Mengenal Songbun, 'kasta sosial' Korut berdasarkan 'kesetiaan' pada rezim penguasa

https://www.bbc.com/indonesia/articles/cn3dynr70gmo


Nama: Tegar Chandra Surya Perdana

Nim: 22310410028

Dosen Pengampu: FX. Wahyu Widiantoro S.Psi., MA

 

Pemimpin Korea Utara, Kim Jong-un, mempertahankan sistem klasifikasi dan kontrol sosial yang diwarisi kakeknya, pendiri negara Kim Il-sung.

Sistem songbun yang berlaku di Korea Utara merupakan sebuah fenomena unik yang mencerminkan kontrol sosial ekstrem oleh rezim penguasa. Sistem ini mengklasifikasikan warga negara ke dalam tiga kelas utama berdasarkan kesetiaan leluhur mereka terhadap rezim: kelas atas (haeksim), kelas menengah (dongyo), dan kelas bawah atau musuh (choktae). Pembagian kelas ini memiliki konsekuensi besar dalam kehidupan sehari-hari warga Korea Utara, termasuk akses terhadap pendidikan, pekerjaan, layanan kesehatan, dan tempat tinggal.

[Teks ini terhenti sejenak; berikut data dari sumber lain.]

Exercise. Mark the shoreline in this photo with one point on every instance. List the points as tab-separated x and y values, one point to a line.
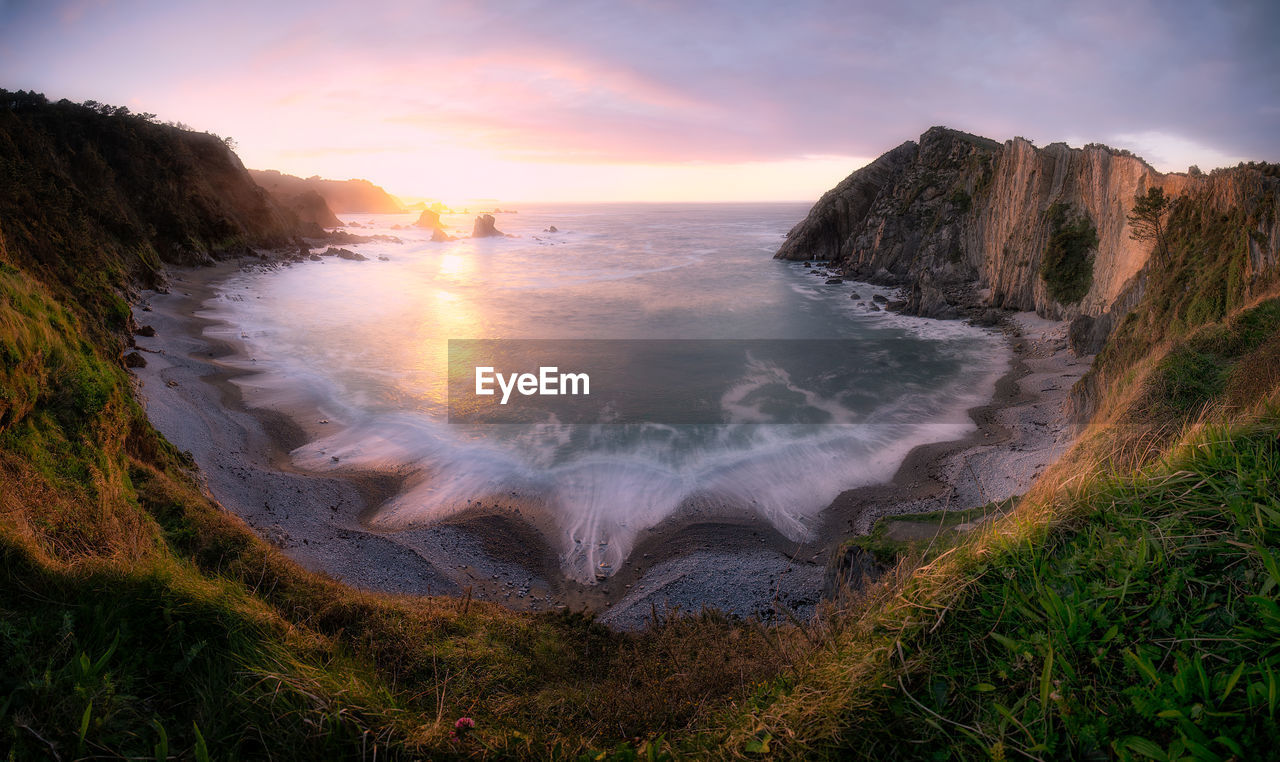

Dalam perspektif psikologi abnormal, sistem songbun dapat ditelaah melalui teori kontrol sosial dari Travis Hirschi (1969). Teori ini menyatakan bahwa individu yang memiliki ikatan sosial yang lemah, seperti kurangnya komitmen terhadap norma-norma sosial dan keterlibatan dalam aktivitas konvensional, cenderung terlibat dalam perilaku menyimpang. Dalam konteks Korea Utara, rezim penguasa menggunakan sistem songbun sebagai alat untuk mempertahankan kontrol sosial yang ketat dengan membatasi kebebasan individu dan menciptakan ketakutan akan konsekuensi pelanggaran terhadap norma-norma yang ditetapkan.

Selain itu, teori psikoanalisis dari Sigmund Freud (1923) juga dapat digunakan untuk memahami dampak psikologis dari sistem songbun. Freud menyatakan bahwa manusia memiliki dorongan naluriah yang disebut id, yang bertujuan untuk memenuhi kebutuhan dasar dan mencari kenikmatan. Namun, dalam konteks Korea Utara, id ini dikendalikan secara ketat oleh rezim penguasa melalui sistem songbun, yang mengekang kebebasan individu dan membatasi akses terhadap sumber daya dan peluang kehidupan.

Sistem songbun juga dapat menyebabkan dampak psikologis yang signifikan bagi warga Korea Utara, seperti rasa ketakutan, kecemasan, dan rendahnya harga diri. Mereka yang berada di kelas bawah (choktae) menghadapi diskriminasi sistematis, akses yang sangat terbatas terhadap pendidikan dan layanan kesehatan, serta pekerjaan yang sulit dan berbahaya. Kondisi ini dapat menyebabkan stres kronis, depresi, dan gangguan mental lainnya.

Untuk mengatasi permasalahan ini, diperlukan upaya internasional untuk menekan rezim Korea Utara agar mengakhiri sistem songbun yang diskriminatif dan melanggar hak asasi manusia. Selain itu, diperlukan dukungan psikologis dan rehabilitasi bagi warga Korea Utara yang telah melarikan diri dari negara tersebut untuk membantu mereka mengatasi trauma dan dampak psikologis akibat sistem songbun.

 

Daftar Pustaka

Freud, S. (1923). The Ego and the Id. Vienna: Internationaler Psychoanalytischer Verlag.

Hirschi, T. (1969). Causes of delinquency. Berkeley: University of California Press.

Nevid, J. S., Rathus, S. A., & Greene, B. (2018). Abnormal psychology in a changing world (10th ed.). Pearson.